Prevention of Disease

The primary method for preventing anthrax in exposed individuals is the use of the vaccine. This vaccine consists of anthrax bacillus that is attenuated (weakened), unencapsulated, and nonproteolytic strain. This process allows for the immune system to recognize the bacillus as a foreign body without causing infection. Repeated exposure to the vaccine strengthens the im-une response to the bacillus over time.

First introduced in 1971 and manufactured by the Michigan Department of Public Health, the anthrax vaccine was designed for use in workers in the animal hide handling industry. This vaccine has been adapted for use in the military as protection against exposure to anthrax spore used as a weapon. Table 2 lists the dosing schedule for the vaccine. A 0.5-ml dose is given subcutaneously over this interval, providing an immunized person with immunity after one and a half years. A booster of 0.5 ml is given annually to maintain immunity. If an individual fails to receive the annual booster, the vaccination cycle must be started again in order to maintain immunity.

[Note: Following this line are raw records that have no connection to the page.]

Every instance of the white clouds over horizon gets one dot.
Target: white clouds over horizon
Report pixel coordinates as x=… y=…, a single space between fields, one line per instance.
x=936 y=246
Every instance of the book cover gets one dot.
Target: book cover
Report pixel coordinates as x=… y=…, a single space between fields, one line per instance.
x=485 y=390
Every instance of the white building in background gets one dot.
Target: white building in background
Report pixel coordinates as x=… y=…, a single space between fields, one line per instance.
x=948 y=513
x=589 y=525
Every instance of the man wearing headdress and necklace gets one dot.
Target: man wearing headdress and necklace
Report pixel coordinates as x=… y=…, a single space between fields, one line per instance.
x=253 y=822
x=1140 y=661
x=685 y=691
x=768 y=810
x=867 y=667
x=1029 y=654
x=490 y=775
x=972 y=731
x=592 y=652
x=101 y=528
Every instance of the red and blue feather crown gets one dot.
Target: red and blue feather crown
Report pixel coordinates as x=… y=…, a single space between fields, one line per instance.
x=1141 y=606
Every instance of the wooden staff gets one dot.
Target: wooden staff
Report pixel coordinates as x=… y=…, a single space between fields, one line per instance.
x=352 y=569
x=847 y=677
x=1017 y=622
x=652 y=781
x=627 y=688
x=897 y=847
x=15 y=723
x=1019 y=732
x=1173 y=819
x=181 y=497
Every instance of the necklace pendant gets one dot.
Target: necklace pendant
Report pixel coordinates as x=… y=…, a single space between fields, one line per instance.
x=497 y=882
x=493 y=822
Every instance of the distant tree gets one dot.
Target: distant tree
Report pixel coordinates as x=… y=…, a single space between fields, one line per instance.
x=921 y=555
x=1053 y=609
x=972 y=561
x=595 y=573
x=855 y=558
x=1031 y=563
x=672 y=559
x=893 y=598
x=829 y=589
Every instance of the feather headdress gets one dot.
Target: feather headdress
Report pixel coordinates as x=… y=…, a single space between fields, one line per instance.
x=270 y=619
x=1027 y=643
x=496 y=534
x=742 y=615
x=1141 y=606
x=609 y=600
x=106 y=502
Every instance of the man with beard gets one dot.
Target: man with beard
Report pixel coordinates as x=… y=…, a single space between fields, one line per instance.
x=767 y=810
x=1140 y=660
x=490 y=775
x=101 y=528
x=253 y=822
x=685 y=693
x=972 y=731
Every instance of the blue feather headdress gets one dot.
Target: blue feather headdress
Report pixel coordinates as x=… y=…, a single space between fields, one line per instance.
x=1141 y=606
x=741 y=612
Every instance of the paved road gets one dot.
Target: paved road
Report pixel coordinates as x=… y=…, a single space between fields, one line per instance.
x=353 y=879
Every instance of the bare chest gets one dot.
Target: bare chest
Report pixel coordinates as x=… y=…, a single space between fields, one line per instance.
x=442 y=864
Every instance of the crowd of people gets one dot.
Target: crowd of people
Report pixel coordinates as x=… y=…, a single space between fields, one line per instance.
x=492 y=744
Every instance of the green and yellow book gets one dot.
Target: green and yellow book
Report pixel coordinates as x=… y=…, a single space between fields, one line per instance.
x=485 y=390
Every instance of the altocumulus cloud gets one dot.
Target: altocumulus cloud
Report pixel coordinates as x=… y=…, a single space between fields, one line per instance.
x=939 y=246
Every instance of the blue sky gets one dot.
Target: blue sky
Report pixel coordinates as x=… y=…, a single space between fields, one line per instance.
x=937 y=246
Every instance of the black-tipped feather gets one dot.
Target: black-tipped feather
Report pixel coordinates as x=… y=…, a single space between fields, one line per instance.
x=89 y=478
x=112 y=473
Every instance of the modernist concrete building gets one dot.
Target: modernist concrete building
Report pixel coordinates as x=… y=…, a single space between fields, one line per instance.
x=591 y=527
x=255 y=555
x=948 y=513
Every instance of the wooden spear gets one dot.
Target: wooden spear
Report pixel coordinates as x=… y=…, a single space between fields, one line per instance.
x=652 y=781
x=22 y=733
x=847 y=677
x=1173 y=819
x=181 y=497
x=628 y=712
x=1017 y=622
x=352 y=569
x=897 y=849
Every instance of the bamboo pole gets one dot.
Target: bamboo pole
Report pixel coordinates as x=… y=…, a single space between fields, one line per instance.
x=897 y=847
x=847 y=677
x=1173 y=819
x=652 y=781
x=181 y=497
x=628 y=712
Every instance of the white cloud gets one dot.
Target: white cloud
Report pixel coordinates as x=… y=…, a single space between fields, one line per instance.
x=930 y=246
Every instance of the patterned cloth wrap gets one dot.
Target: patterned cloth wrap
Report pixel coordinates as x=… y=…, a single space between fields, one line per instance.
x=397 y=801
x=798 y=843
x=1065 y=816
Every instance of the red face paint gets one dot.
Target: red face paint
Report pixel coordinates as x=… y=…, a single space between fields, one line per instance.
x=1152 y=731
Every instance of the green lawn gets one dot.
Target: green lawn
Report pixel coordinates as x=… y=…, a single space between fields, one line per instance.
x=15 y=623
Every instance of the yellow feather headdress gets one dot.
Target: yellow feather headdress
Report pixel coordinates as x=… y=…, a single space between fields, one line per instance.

Table 2 Dose Schedule for Anthrax Vaccine

Initial dose
2 weeks
4 weeks
6 months
12 months
18 months

There are several drawbacks to using a vaccine. First, immunized personnel must maintain the annual schedule of booster immunizations or lose immunity. Second, immunity to exposure to anthrax is not conferred immediately upon the first dose, but only after an 18-month course of injections. Emergency response personnel must receive the full course of injections to confer immunity. With rapid turnover of personnel, keeping a cadre of anthrax immunized individuals will be difficult. Third, the anthrax vaccine does not confer absolute immunity. Of all personnel immunized, 91% should have immunity to exposure to anthrax. Fourth, a vaccine will not be proof against an overwhelming exposure to anthrax spores. A vaccine acclimates the immune system to immediately recognize anthrax bacillus as a foreign body. If the dose of anthrax spore is great enough, the immune system can be overwhelmed, overtaxing its ability to fight off the infection. Lastly, the anthrax vaccine is approved for use by the US Food and Drug Administration for use in the prevention of cutaneous anthrax. Its efficacy in human beings to provide immunity to inhaled anthrax spores has not been proven. However, the use of this vaccine is the only current viable option to confer some immune response activity in vaccinated individuals.

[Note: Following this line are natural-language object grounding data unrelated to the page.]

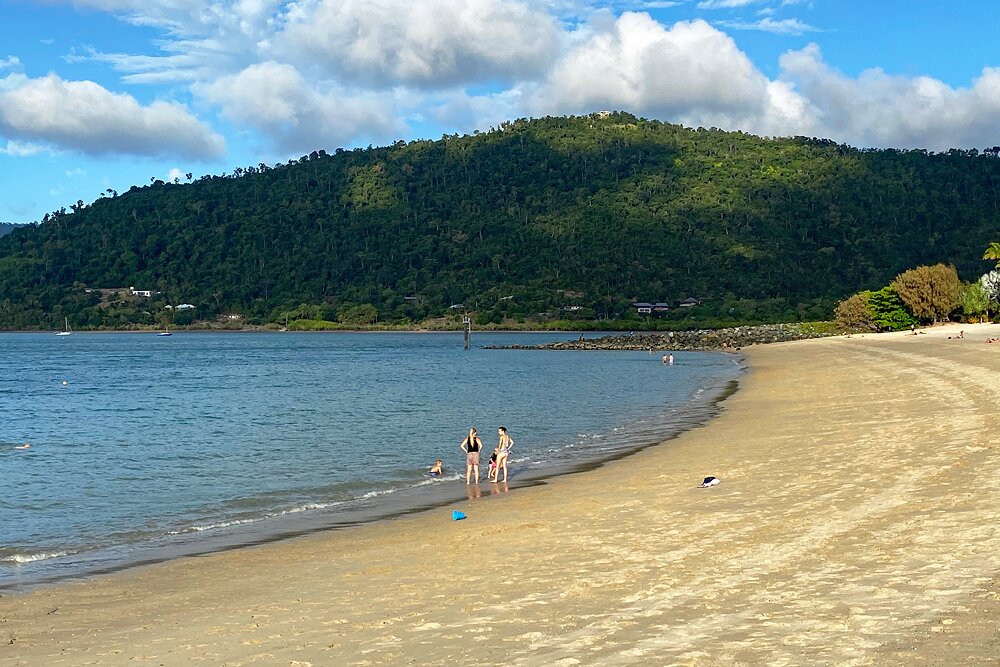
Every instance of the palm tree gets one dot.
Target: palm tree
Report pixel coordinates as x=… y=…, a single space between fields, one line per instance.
x=993 y=252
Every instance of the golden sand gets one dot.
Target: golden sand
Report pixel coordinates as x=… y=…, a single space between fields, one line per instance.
x=857 y=523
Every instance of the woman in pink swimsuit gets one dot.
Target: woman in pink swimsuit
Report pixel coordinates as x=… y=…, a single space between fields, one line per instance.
x=471 y=446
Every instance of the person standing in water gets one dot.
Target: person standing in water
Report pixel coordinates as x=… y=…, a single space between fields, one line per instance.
x=471 y=445
x=503 y=452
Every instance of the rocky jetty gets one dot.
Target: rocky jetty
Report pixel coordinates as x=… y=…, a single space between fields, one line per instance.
x=700 y=339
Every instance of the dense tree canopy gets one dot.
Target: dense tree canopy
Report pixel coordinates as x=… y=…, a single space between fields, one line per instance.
x=556 y=215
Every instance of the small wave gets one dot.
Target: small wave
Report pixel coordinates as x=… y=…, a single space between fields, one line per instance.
x=21 y=559
x=211 y=526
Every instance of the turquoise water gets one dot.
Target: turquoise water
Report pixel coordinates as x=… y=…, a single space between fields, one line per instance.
x=145 y=448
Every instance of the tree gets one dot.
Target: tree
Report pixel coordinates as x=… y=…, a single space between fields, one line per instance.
x=993 y=252
x=974 y=300
x=888 y=312
x=852 y=313
x=930 y=292
x=363 y=314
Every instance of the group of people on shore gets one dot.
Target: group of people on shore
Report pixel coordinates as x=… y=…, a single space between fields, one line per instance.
x=472 y=445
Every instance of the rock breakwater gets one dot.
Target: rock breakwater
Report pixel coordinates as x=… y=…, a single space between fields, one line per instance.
x=699 y=339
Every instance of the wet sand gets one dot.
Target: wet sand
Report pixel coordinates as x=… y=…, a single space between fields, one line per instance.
x=856 y=524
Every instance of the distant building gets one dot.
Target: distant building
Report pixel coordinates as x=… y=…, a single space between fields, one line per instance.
x=642 y=307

Another method for providing protection against exposure to anthrax infection is to use antibiotics in preventative (prophylactic) doses. Experimental evidence in animals has indicated that antibiotic treatment one day after exposure to spore anthrax can provide protection against death. Doses of 500 mg of ciprofloxacin and 100 mg of doxycycline given twice a day orally over the course of four weeks, with the start of anthrax vaccine can be effective. If no vaccine is available, an increase to twelve to sixteen weeks of antibiotics is recommended.

Decontamination

Materials that are contaminated with anthrax bacillus or spore must be decontaminated. Spores can be destroyed by: steam under pressure (autoclave) for one hour; dry heat above 159 C; or boiling water for 30 minutes with disinfectants. Table 3 lists chemicals that have been used as anthrax bacillus and spore disinfectants. Animals who died of anthrax infection have been traditionally either cremated or deeply buried with quicklime.

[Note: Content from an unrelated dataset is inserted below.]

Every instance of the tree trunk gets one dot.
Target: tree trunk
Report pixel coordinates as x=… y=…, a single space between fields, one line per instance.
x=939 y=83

Table 3 Anthrax Disinfectants

chloride solution
peracetic acid 3%
formaldehyde 10% in water
potassium permanganate
hydrogen peroxide 3%
sodium hypochlorite 0.5%
iodine.

Problems of Anthrax Use as a Weapon

Anthrax release in a population centre would pose a number of problems for emergency response and remediation personnel. Appropriate personal protective equipment is essential to prevent infection in responders. The Centres for Disease Control classifies working with infected animals as an Animal Biohazard 3 rating, which requires special facilities and personal protective equipment. Similar measures would be necessary to control remediator exposure to anthrax spore.

Since anthrax is persistent in the environment, contamination of soil would require special treatment. Gruinard Island, the location of the British anthrax experiments remained restricted to human entry for over fifty years. Similar decontamination procedures would be necessary for open soil and park space contaminated with anthrax spore.

Buildings with operating fresh air intakes of the heating, ventilation and air-conditioning (HVAC) system must be assumed to be contaminated if within the estimated plume of an anthrax spore release. All ductwork, interior rooms, air filters and related HVAC system machinery would have to be disinfected or disposed of to prevent the spread of spores.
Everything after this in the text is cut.